The Dublin Road branch has been there since my student days, outlasting the Chicago Pizza Pie Factory around the corner, and serving as a venue for QUB Radio Club (no, not the Queens Radio station ... way before that) Christmas Dinners that were rarely ever held in December! And I remember a run-in with the Yorkgate branch for its miserly Chicken Supreme which had a really meagre sprinkling of chicken bits spread thinly across the pizza. They'd apparently been told off for being too generous with the toppings.

While the administrator is confident that the four branches in Ballymena, Carrickfergus, Glengormley and Lisburn can stay open, the remaining five branches are trading with a cloud over their heads while more sums are done. Over the years, I've eaten in all five!

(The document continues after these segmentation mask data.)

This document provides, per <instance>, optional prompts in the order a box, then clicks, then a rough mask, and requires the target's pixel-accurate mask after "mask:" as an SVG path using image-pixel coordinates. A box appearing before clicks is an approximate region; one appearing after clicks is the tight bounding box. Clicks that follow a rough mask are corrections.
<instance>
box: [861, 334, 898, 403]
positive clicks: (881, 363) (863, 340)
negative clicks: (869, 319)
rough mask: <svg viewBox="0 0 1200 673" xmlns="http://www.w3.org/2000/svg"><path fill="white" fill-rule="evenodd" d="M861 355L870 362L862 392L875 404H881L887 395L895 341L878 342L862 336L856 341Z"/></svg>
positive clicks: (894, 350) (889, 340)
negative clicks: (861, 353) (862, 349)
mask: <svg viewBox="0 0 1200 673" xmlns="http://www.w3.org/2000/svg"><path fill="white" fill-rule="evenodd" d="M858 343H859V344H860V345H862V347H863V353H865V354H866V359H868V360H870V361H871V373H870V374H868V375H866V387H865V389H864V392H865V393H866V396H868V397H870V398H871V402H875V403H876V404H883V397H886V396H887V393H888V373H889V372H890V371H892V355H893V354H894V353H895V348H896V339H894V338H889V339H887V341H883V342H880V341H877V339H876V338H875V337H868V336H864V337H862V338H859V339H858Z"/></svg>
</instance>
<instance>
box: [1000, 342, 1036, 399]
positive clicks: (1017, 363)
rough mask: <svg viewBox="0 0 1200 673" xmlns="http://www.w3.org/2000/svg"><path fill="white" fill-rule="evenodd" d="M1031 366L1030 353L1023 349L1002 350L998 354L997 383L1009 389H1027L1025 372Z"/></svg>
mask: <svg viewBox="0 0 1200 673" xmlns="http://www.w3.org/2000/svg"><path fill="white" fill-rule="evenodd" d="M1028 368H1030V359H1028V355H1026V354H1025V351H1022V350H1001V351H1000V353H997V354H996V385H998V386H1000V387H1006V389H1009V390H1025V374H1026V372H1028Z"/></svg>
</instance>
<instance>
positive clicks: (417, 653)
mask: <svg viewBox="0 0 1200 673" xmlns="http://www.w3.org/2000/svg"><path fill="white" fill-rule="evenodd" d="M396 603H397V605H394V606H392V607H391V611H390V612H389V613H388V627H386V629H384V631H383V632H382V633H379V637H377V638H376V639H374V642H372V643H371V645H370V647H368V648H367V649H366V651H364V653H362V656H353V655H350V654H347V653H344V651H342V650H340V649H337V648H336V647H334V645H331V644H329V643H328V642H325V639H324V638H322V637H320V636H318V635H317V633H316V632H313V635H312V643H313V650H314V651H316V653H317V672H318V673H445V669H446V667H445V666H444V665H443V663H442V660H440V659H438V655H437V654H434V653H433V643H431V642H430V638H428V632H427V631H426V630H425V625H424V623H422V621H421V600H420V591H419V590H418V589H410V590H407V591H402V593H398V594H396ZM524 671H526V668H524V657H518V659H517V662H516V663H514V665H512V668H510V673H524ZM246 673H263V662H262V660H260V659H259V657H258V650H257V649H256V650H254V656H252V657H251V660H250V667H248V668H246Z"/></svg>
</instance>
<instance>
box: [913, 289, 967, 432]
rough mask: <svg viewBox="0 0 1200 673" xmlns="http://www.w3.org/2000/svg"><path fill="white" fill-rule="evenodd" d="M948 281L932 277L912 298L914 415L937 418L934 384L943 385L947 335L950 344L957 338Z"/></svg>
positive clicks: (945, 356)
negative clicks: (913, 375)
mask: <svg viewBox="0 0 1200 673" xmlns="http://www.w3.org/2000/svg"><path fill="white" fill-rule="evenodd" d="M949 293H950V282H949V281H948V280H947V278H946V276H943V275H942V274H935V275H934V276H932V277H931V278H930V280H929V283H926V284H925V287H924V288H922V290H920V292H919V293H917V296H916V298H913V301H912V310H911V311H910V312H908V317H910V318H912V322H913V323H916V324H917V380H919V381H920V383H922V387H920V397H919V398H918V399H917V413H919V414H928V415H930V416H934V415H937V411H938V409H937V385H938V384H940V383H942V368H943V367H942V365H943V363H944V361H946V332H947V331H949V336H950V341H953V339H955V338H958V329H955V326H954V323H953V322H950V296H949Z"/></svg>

  • The branch at Carryduff memorably allowed one of our Youth Fellowship who didn't like pizza to go outside to the KFC and bring back a gourmet chicken meal to eat alongside the rest of us may not survive. Now that is customer service.
  • The Odyssey was more prone to long queues - managing to delay my pizza longer than the time it took my wife to eat hers one night.
  • Bangor was good.
  • Castlecourt's Pizza Hut Express serves up tasty lunchtime-sized snacks (even tried the salad side order once ... just once).
  • And the Victoria Square branch has barely had time for the purple paint to dry.
Connswater Pizza Hut branch - now closed

But sitting in the Connswater car park on Saturday lunchtime, it was still shocking to see the East Belfast branch - that had hosted memorable family lunches - closed for ever. Now just a perch for breathless sea gulls.

4 comments:

Aisling said...

I wonder what businesses are thriving in this current economic climate?

Anonymous said...

Pizza hut is an exellent company. however the operator in northern ireland never invested the cash into their people or premises. i left in 2007 as it was the worst place you could ever worl for god help the people that work in the stores that our still open!! they just neevr cared about their staff nothing was ever good enough. Just a really bad company to work for so not surprised it went bad!!!! somewhere like pizza hut should look after their staff, and my manager he was traeted bad too cos he was always really stressed and always felt bad when we asked him for money to go out on staff nights- team bonding!

Anonymous said...

Pizza Hut is an "excellent" company??? Sales are down double digits in the U.S. Not so excellent !!!